- #1
Malamala
- 315
- 27
Hello! I am really new to this field, so I am sorry if my questions is silly or missing some parts. Please correct me if that is so. I am a bit confused about how well we can extract the value of a transition, say from ground to an excited state, of an atom (let's assume we can ignore any other energy levels, other than the probed ones i.e. 2 level system). Assume that we fit a Gaussian (it can be a Lorentzian or Voigt too) profile to our data (say we scan the frequency range with a laser) and from the fit we get a value for the center frequency of 100 and an error on the center (from the fitting program itself, which can be a chi-square minimization) of 3. Assume that the errors come only from the counting (i.e.
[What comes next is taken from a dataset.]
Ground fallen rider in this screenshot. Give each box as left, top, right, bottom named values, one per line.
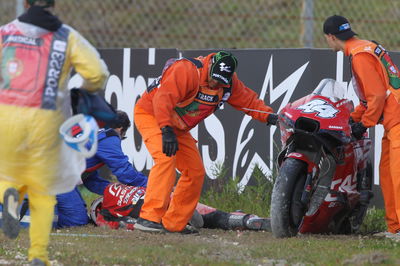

Possion errors) and we have no systematics. Also assume that the sigma of the gaussian from the fit is 15 (due to Doppler thermal broadening). How well do we know the value of the transition? Would it be ##100 \pm 15## or ##100 \pm 3## or does it depends on other factors too? Also, assuming we reduce the temperature a lot and reach the natural width which is known to be (from theory or somehow else) 5, but we get an error on the fitting procedure of 3 again. Does it mean that we constrained the central value better than the natural linewidth? Is this even possible? So mainly, can someone explain to me how do we define the error on the measured transition given an experiment (and what other parameters that I miss we should take into account)? Thank you!